Access to trained providers who are legally authorised to terminate a pregnancy (medical or surgical) is limited — and we must find ways to open up early access to medical methods.

Could encouraging the use of telemedicine services, and remotely reviewed ultrasounds particularly in underserved areas — be the answer?

One of the greatest barriers of all is limited awareness that people have about their health and related rights, compounded with the ensuing stigma when it comes to sexual health. This will require more effective awareness and education programmes with simple and informative public health messaging around reproductive health, contraceptives, and abortion care.

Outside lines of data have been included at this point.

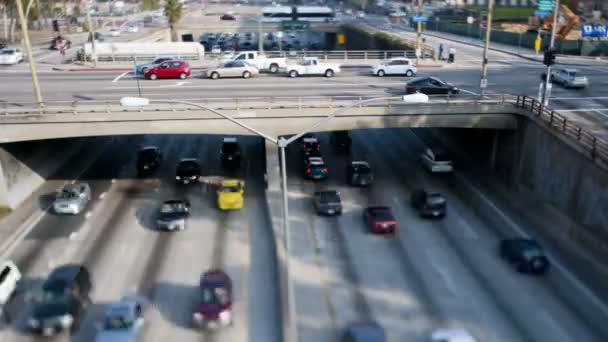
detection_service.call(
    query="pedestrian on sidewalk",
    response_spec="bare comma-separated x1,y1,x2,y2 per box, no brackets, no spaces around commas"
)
448,47,456,63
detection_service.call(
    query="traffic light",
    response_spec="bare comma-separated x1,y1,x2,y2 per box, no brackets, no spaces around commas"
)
543,50,555,65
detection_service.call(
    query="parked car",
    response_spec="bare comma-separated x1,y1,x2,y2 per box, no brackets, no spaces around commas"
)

How can we aid physicians, healthcare workers, community leaders and women’s collectives and networks to even out the information asymmetry that persists?

We have come a long way — but we do have some distance to go both with respect to our health system and our policies. As a physician and woman, I believe we must go much further to ensure that the decision-making about any woman’s body rests in her hands. I too would like the letter of the law to more definitively protect my right to choose, and my right to life and freedom.